As an adult living with my parents, I'm getting a taste of the domestic life. Certainly there are situations in which my psuedo-adulthood comes in handy. I can pick-up and drop-off my 10-year-old brother, Sam, at his sports practices, camps, and games. I can do laundry while I wait for the repairman to fix the icemaker. And I could probably cook a meal (emergencies only).
But overall, I think having another adult in the house is just confusing the system. Since both of my parents work and must travel for work, they have figured out a way to run things even when one (or both) is gone. Grandparents, aunts, cousins, and the parents of Sam's friends are all on speed-dial to help when schedules are tight. Upon my homecoming, I suddenly became the go-to girl. It's still a bit of a novelty to me. I feel like a responsible family member and a cool older sister. I don't mind little chore lists, and my brother and I get along swimmingly. I'm okay with Sam and House Duty, but the tricky part is how often the plan changes after I have rearranged all of my important daily events, like sleeping in and blogging.

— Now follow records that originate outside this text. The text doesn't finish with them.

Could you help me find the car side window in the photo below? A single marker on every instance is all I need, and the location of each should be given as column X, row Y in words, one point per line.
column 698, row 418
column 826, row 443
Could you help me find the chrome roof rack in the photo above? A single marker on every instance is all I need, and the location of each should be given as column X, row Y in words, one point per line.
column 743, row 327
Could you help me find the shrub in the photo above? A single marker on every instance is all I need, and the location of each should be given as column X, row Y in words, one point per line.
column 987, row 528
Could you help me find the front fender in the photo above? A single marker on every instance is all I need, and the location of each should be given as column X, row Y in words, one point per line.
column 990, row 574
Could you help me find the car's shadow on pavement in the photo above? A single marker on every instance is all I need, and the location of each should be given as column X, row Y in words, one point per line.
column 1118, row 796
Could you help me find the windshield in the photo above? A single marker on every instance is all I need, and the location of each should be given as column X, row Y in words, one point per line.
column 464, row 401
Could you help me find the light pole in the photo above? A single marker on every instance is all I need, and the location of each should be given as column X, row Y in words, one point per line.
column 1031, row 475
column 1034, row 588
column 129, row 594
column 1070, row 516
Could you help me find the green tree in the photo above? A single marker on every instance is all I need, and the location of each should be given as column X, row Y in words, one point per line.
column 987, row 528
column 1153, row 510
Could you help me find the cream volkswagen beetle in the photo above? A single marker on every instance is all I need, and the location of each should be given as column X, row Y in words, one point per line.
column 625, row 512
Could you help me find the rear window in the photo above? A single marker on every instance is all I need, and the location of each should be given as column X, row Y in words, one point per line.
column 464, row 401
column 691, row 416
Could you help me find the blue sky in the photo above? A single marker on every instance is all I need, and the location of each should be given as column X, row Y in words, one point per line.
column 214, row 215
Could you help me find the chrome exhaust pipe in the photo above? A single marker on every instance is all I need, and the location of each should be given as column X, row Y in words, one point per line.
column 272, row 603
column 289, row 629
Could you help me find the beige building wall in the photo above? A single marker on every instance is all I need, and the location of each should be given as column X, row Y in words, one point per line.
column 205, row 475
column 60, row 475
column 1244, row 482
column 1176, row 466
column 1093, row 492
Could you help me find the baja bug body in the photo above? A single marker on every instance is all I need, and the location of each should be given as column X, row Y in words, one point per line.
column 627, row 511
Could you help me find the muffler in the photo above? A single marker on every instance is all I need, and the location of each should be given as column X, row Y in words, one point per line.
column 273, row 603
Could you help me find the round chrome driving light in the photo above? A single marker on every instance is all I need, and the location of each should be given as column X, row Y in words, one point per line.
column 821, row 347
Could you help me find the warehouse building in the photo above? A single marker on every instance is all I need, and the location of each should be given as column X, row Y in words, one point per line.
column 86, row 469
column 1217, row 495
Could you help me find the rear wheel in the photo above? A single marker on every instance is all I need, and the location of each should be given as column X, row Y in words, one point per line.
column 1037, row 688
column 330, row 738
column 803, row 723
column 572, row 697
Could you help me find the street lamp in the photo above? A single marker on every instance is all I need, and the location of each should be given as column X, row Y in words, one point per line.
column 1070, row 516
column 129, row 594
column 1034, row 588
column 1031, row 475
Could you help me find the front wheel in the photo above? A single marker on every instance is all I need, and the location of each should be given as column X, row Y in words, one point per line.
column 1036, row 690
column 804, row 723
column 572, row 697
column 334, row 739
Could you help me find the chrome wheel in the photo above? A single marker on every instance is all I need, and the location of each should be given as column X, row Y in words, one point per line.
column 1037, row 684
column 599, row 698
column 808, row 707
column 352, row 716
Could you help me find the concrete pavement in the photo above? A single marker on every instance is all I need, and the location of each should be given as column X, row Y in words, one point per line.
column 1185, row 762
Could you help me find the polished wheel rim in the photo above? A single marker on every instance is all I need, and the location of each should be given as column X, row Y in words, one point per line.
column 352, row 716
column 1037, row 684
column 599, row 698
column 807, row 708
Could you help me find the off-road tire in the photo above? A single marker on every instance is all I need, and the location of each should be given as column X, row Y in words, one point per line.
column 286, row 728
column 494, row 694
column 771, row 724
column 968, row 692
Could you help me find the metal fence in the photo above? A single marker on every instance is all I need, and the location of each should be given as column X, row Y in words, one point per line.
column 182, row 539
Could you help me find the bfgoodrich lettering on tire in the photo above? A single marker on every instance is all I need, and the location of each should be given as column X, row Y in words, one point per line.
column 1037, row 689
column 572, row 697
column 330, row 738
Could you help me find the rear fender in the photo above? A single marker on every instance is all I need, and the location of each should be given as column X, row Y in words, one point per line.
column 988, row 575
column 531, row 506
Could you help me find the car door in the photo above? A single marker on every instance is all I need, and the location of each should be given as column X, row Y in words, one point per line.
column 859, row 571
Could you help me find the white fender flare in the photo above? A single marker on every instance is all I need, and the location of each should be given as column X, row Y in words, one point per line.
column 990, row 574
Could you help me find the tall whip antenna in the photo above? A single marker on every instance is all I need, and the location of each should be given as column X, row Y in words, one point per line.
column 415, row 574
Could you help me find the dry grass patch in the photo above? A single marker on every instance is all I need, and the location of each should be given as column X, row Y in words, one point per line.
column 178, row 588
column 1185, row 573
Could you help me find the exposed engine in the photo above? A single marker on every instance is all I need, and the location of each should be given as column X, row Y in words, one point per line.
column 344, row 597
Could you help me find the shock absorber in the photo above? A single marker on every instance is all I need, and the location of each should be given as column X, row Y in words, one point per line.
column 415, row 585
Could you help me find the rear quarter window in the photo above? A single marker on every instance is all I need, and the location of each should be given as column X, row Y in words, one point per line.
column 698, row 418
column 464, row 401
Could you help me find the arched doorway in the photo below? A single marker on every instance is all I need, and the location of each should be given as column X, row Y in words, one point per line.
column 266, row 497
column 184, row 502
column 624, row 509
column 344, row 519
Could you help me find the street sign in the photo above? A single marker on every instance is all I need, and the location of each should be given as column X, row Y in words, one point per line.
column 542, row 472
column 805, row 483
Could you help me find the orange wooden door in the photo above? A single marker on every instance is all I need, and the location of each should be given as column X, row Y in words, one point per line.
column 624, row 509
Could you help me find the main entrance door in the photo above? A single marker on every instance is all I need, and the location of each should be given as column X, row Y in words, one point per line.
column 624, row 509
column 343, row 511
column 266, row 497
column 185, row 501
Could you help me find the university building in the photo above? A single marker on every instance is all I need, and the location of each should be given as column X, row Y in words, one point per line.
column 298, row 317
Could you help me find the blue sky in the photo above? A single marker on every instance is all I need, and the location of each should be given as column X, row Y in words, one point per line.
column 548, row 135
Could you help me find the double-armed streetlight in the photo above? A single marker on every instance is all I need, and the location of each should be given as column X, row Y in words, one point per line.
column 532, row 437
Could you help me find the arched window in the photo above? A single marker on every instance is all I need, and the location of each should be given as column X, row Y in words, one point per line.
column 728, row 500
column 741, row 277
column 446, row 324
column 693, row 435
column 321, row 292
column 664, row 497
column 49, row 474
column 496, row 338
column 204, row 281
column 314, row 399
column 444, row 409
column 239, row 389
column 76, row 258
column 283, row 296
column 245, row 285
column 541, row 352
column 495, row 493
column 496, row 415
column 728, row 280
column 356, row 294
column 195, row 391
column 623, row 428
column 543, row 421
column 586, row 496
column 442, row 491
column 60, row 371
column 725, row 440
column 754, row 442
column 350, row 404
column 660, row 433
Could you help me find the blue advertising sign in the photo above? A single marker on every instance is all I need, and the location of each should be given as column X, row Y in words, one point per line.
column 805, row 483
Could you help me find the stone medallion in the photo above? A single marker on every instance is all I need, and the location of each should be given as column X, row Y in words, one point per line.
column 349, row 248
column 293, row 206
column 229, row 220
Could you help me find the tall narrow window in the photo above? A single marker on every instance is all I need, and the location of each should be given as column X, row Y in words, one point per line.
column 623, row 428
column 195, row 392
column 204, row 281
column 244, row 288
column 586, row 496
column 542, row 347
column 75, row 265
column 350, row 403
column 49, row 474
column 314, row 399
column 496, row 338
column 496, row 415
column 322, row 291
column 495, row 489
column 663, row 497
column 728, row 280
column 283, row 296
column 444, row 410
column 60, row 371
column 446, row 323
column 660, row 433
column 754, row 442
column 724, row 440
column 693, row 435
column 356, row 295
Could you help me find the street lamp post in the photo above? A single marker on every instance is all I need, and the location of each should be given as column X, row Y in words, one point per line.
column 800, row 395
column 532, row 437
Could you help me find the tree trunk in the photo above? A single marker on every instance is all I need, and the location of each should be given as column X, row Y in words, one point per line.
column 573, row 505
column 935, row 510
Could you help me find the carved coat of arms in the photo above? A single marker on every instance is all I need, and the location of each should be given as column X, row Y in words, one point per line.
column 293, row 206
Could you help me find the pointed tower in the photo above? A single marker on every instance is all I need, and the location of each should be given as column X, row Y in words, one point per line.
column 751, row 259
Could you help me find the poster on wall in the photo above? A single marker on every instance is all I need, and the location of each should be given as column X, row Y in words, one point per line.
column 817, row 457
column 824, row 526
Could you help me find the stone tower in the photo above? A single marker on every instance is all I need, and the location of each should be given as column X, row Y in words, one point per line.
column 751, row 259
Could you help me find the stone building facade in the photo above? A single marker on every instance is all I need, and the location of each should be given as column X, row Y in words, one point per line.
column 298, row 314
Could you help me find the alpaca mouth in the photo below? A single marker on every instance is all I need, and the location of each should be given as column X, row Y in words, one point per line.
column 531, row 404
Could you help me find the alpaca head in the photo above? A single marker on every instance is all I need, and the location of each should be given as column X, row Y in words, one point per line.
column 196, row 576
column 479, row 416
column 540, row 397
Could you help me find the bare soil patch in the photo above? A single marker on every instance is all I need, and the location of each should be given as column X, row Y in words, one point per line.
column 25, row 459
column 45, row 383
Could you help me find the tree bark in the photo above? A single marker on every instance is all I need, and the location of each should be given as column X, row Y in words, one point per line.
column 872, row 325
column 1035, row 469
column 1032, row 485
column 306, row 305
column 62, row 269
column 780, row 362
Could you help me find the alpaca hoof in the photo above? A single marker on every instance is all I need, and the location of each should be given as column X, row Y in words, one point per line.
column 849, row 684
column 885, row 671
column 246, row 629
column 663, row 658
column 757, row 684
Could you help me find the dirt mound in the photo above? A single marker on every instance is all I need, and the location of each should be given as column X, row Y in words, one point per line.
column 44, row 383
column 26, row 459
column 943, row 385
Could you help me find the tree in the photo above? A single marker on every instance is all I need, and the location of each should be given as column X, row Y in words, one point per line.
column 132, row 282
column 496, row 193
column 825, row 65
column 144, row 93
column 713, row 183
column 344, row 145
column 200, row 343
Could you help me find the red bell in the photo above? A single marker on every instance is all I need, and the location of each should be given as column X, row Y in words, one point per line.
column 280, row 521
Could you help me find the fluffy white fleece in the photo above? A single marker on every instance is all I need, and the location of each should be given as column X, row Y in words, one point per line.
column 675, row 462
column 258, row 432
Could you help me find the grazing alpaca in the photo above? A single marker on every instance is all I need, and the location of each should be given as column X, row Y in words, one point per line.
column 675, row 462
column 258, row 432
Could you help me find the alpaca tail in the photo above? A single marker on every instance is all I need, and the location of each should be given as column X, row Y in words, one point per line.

Sunday night, my mom was standing in our kitchen finishing her presentation for the out-of-town business meeting the next day. Between mouse clicks, she was texting and calling people to see how Sam was going to get to and from basketball camp this week. I sat at the table, browsing unrealistic grad school programs, somewhat annoyed that she wasn't asking me lots of questions about my life aspirations.
After she tucked Sam in, I was brushing my teeth in the next room. She peeked in to say goodnight, and the best I could come up with was, "Wow, taking care of that schedule is a mess!"
She said to me, "This is my life every day."
So that is the domestic life. Squeezing in pieces of everything you need to get done, providing shelter and toothpaste for your ungrateful adult children, and lots and lots of driving.